La vie, simple et tranquille
Ici, près de la grange, tu rangeais à l’abri le bois livré pour l’hiver, et l’empilais en stères ordonnées. Je me disais que tu le faisais pour nous, c’était à mes yeux comme une offrande sacrée à l’amour qui nous liait depuis tant d’années. Là, en été, tu courais nu auprès de ton cheval pour le rentrer à l’écurie avant la nuit, et j’admirais de loin, sans me lasser, à côté du bel animal, ton corps élégant et svelte dont j’étais si amoureuse. Je me disais que j’avais devant mes yeux un plus beau modèle que ne l’eut Picasso, en 1906. Là-bas, tu jetais des granulés aux carpes koï de la pièce d'eau, et j’aimais m’approcher de toi pour contempler leurs mille tours aux couleurs vives. Nous étions chez nous, dans un monde de splendeur. C’était la vie, simple et tranquille. Sachant qu’ils ne pouvaient durer jusqu’à la fin des temps, j’imaginais que ces moments trop courts reviendraient encore un peu. Je me trompais. La Terre tournait sans état d'âme.
Ici, à la belle saison, au potager, courbé en deux, tu arrachais minutieusement les adventices des rangées (que chez nous on appelle « routes ») de carottes, de betteraves et de pommes de terre. C’était à mes yeux comme une offrande sacrée à l’amour qui nous liait depuis tant d’années. Tu ne voulais pas de mon aide, alors je m’asseyais dans l’herbe auprès de toi, tout en écoutant avec toi les oiseaux du jardin, la fauvette, le pouillot ou, en mai, le coucou, si mystérieux, au passage si bref, ou encore celui que je nommai un jour « l’oiseau triste ». Nous échangions des mots et des rires de la vie de tous les jours. Parfois, tu t’arrêtais pour caresser dans tes bras Perlefine, la belle chatte grise au long poil soyeux, qui venait quémander un peu d’amitié avant de se rouler au soleil couchant dans la terre chaude du soir. C’était la vie, simple et tranquille, la seule dont je rêvais. La vie de Philémon et Baucis, favorisée du dieu des dieux. Là, en juillet, anticipant les rigueurs de l’hiver qui finit toujours par arriver, nous cueillions ensemble, en bavardant, groseilles et cassis pour les confitures dont j’aimais voir les pots alignés en un bel ordre coloré dans l’ancienne bonnetière lorraine de pin orangé. L’hiver pouvait venir, nous étions prêts comme avant nous des générations de couples paysans. Là-bas, tu pataugeais en guêtres hautes dans les remous de la rivière parmi les algues vertes pour faucarder les envahissants pieds de cresson sauvage, sous le saule pleureur et les aulnes. C’était la vie, simple et tranquille, le bonheur. L’après-midi, nous prenions parfois le thé dehors et laissions nos regards vagabonder vers le petit manoir, la colline, la forêt, le ciel bleu, en suivant le vol des hirondelles qui avaient retrouvé en avril leurs nids de l’an passé aux écuries et sillonnaient les airs en gazouillant. C’était la vie, simple et tranquille et je te croyais heureux, comme je l’étais, de partager cette beauté primordiale.
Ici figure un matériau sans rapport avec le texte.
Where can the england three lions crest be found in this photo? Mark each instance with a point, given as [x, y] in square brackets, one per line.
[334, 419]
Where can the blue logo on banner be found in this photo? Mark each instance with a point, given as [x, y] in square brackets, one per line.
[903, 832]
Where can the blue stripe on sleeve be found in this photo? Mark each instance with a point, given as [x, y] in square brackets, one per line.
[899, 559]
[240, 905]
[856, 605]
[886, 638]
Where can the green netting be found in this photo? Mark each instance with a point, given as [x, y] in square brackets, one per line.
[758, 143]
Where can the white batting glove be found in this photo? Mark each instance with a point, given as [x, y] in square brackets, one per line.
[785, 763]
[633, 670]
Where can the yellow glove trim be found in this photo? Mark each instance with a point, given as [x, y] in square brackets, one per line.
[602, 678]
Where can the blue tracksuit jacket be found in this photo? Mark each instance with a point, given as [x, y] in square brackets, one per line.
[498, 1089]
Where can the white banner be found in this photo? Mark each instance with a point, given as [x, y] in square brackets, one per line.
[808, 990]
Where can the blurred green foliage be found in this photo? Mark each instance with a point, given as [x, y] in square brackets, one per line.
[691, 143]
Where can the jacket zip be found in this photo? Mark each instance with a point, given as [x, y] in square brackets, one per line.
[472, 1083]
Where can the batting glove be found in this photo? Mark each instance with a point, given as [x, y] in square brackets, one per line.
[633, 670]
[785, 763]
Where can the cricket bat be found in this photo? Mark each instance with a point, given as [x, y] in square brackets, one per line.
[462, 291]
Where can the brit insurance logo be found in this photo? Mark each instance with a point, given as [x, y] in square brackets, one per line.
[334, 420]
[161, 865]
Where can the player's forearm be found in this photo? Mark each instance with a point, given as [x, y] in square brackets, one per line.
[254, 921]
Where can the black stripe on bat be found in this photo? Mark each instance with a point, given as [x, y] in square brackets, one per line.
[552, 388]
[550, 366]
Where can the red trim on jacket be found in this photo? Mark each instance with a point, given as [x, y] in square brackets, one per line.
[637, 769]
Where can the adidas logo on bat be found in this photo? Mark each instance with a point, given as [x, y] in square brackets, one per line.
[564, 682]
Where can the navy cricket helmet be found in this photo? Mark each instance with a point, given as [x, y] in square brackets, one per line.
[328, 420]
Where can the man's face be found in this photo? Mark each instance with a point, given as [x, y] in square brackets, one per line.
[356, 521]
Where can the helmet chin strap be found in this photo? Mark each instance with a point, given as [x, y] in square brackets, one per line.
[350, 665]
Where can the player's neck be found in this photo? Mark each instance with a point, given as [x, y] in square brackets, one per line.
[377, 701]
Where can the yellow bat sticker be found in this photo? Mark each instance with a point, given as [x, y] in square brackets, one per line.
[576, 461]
Mais la vie sépare ceux qui s’aiment, tout doucement, sans faire de bruit. Tu me chantais cette chanson et le malheur surgit un jour pour de bon. Aujourd’hui, les souvenirs m’assaillent et je pleure toutes les larmes de mon corps d’avoir perdu tout à coup en l’espace d’un matin, ce qui me rendait l’univers si précieux : consolation aux maux de l’Histoire, ta présence tant attendue, tant aimée, qui m’était don du ciel que j’avais cru éternel.